I hear the Prime Minister saying that is not true. We have a man who has sworn under oath that this is what happened. Who lowered the boom? Perhaps when he rises to speak the Prime Minister might want to enlighten us on that.
I am reminded of the words of Shakespeare, and I know William would not mind if I paraphrase, “The evil that men do lives after them. The good is oft interred with stories about their loans”, or words to that effect.
Who can forget the grants? The auditor general has confirmed that the Prime Minister announced a $600,000 grant in his riding just prior to the 1997 election that had not been approved by the department. This is the auditor general saying that the Prime Minister got the grant without having it approved by the department. That business has since gone bankrupt, much like all those promises of integrity and honesty and how the Liberals would govern.
Then there was the grant to Auberge Grand-Mère, a hotel beside a golf course in which the Prime Minister held an interest, contrary to HRDC guidelines. An e-mail from a government employee explained that the Prime Minister had already promised it and added, “I would like to give another answer, but I have no choice”. I wonder where he is today, possibly Baffin Island.
It pains us on this side of the House to have to review this long list of government incompetence and waste and ethically challenged decisions.
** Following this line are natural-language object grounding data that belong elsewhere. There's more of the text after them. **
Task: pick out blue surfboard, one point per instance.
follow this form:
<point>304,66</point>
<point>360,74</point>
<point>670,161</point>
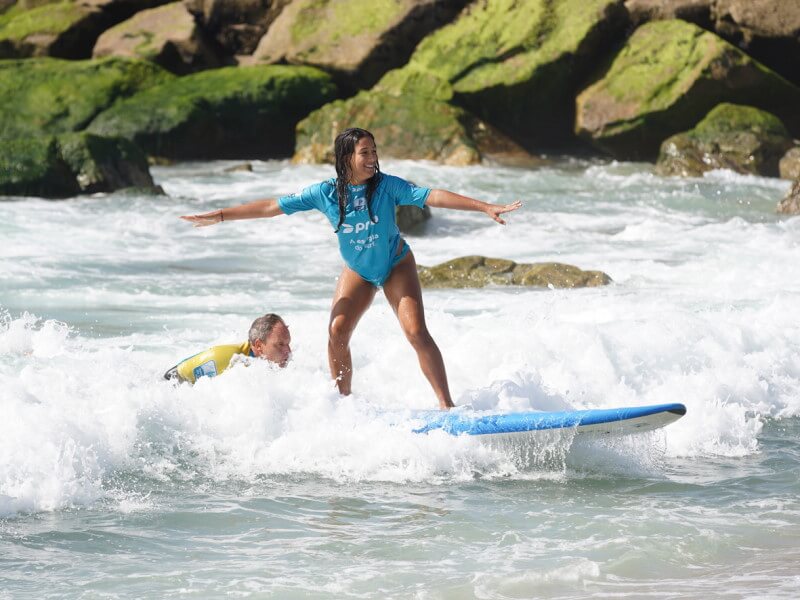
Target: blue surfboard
<point>619,421</point>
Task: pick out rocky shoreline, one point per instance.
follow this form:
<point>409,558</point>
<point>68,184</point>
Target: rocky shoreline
<point>90,90</point>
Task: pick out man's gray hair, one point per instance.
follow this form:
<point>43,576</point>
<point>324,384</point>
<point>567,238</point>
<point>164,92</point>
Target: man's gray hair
<point>262,327</point>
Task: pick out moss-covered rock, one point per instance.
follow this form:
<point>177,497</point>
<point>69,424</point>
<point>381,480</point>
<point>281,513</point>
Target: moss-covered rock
<point>741,138</point>
<point>166,35</point>
<point>34,167</point>
<point>517,64</point>
<point>48,96</point>
<point>479,271</point>
<point>356,45</point>
<point>102,164</point>
<point>70,164</point>
<point>223,113</point>
<point>498,79</point>
<point>665,79</point>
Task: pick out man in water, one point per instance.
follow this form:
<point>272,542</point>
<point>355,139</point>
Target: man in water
<point>268,338</point>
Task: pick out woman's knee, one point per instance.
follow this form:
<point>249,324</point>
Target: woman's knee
<point>340,330</point>
<point>418,335</point>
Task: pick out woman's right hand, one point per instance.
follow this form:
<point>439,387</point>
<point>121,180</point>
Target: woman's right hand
<point>210,218</point>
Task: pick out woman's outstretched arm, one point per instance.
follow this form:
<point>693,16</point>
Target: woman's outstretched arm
<point>252,210</point>
<point>445,199</point>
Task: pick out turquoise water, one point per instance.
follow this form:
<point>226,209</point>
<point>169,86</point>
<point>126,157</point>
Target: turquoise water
<point>264,483</point>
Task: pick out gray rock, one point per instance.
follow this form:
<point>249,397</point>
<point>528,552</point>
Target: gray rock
<point>789,166</point>
<point>740,138</point>
<point>790,205</point>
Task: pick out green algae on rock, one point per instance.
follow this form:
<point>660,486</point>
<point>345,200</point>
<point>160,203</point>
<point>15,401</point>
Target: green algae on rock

It pains Canadians too, obviously, because 70% of them think that the government is corrupt. How very painful that must be for Canadians that when they hear the word Liberal, the first word that comes to mind is corruption.
We cannot forget the $25,000 the finance minister returned. What Canadians are unable to grasp is the logic in this. If there was nothing wrong in accepting the $25,000, why did the finance minister send it back? Was $25,000 too trifling an amount? How much money is being sent to other leadership hopefuls by firms doing business with their departments or any other departments of government?
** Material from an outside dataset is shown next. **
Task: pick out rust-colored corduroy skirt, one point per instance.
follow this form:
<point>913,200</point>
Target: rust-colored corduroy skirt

All the work we have done on access to information trying to find out the conversations between the Minister of Finance and the ethics counsellor has come back saying that there is nothing recorded, just conversations I guess.
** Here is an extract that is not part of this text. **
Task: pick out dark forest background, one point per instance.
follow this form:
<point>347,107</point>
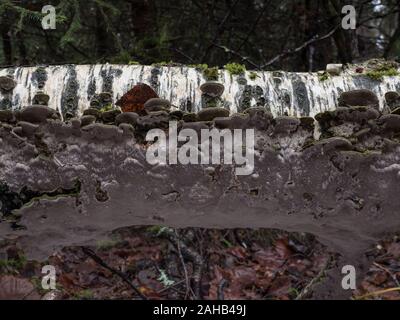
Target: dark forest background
<point>299,35</point>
The sponsorship programs are another fiscal nightmare. Who knows how many millions have been spent sponsoring how many events in how many locations in Quebec? We do not have the answers, but we do know, and the Prime Minister should admit it, that all of that money was shovelled out in the electoral interest of the Liberal Party or as payback to good old friends of the good old Liberal Party.
We were fascinated to learn that the Canadian sportsmen's shows, in existence for over 40 years, did not get a single penny from the government, although they staged shows in Vancouver, Calgary, Edmonton, Toronto, Quebec and Montreal. Yet in Montreal, Le Salon National du Grand Air got according to one media report $1.3 million. That show is run by Groupe Polygone. Who once worked for Groupe Polygone? The present minister of immigration who is also the senior pork barrel minister for Quebec. Why did the older, bigger and more established show get nothing? It was not told there was sponsorship money available. Why was it not told? Only a cynic would suggest it was because it never contributed to the Liberal Party.